CMS has some very good thinking people who brilliantly took that whole set of coding linked issues off the table by making the system that was being potentially abused simply disappear.
MedPac wrote more than 20 pages in this year’s official report about MA complaining about that exact process and system and they didn’t mention that it was gone or explain why it was important to not have that data flow create the risk level information that we will now be using to get diagnostic information into the system.
The new approach for determining patient risk levels is fraud proof. There is no way to put wrong data into the information flow that they are now going to use to see and determine which patients are diabetic and which have heart disease or who has drug abuse issues for the risk discernment processes.
The impact on low income Medicare patients & union members
MedPac also had a major content deficit in their report and managed to leave the most important aspects of the work being done now by the plans to help offset some of the damage done to too many Americans who have been damaged by social determinants of health issues for far too long in their lives.

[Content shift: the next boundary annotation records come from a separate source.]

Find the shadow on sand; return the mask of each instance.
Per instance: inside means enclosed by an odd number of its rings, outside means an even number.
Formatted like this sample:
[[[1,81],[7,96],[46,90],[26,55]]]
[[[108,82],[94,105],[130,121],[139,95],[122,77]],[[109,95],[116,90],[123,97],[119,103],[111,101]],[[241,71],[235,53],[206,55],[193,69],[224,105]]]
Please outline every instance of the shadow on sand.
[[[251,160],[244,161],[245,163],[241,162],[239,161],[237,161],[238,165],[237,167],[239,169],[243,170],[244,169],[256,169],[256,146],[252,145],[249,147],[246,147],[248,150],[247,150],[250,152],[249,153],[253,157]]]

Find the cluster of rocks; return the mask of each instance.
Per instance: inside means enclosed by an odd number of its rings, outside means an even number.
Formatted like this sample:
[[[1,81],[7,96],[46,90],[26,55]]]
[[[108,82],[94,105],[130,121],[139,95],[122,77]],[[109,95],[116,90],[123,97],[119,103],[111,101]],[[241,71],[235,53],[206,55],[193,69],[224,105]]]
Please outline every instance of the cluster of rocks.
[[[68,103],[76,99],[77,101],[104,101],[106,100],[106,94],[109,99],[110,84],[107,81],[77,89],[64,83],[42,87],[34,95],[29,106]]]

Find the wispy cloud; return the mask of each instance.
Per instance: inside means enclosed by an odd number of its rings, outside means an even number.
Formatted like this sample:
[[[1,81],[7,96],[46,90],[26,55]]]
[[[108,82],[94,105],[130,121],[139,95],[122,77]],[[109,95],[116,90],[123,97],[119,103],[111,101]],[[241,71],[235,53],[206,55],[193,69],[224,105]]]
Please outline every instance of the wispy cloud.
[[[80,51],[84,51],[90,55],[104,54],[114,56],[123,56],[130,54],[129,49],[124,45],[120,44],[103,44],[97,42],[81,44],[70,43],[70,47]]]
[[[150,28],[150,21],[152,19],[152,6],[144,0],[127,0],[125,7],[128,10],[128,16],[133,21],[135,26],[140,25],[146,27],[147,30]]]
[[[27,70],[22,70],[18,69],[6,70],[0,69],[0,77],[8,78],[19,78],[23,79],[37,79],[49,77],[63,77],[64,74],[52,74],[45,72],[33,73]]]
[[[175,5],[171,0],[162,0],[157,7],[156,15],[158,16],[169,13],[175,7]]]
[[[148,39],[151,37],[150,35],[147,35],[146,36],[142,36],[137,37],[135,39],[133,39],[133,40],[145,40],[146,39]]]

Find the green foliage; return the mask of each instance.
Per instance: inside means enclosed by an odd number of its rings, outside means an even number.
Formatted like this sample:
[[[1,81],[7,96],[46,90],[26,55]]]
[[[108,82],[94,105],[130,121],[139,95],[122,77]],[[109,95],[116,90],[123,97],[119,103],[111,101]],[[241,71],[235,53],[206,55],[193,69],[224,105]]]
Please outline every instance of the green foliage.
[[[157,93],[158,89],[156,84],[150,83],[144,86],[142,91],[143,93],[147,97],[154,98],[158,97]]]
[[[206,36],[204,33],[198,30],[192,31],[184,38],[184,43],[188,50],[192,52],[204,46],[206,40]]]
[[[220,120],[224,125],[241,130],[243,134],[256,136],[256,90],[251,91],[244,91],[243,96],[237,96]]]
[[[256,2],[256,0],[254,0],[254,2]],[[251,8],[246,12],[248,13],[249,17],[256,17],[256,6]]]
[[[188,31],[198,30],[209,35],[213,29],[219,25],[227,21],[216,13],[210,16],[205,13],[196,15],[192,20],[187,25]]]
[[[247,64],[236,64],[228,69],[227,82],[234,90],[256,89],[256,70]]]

MedPac also completely failed to report and discuss the important reality of the fact that we have now reached the point where two-thirds of our lowest income Medicare beneficiaries are all voluntarily in the MA plans.
They also left out of their report the fact that a significant number of union trust funds and a significant number of employer retirement programs that had made significant promises of retirement health care benefits to their retirees over the past decades are actually having those commitments kept, met, and even enhanced with the relatively new employer-sponsored MA plans that work directly with employer settings.
Five million people who might have had their retirement health care programs bankrupt, underfunded, or at serious risk have found a very strong safety net in the MA program — and MedPac does not think that development was important to understand and probably celebrate.
Anyone looking at the future politics and funding of the MA program will find both that overwhelming support for MA from our lowest income people and from our most well-connected employer retirement funds to be good and important to understand.
MedPac missed every bit of that agenda and set of accomplishments in this year’s report.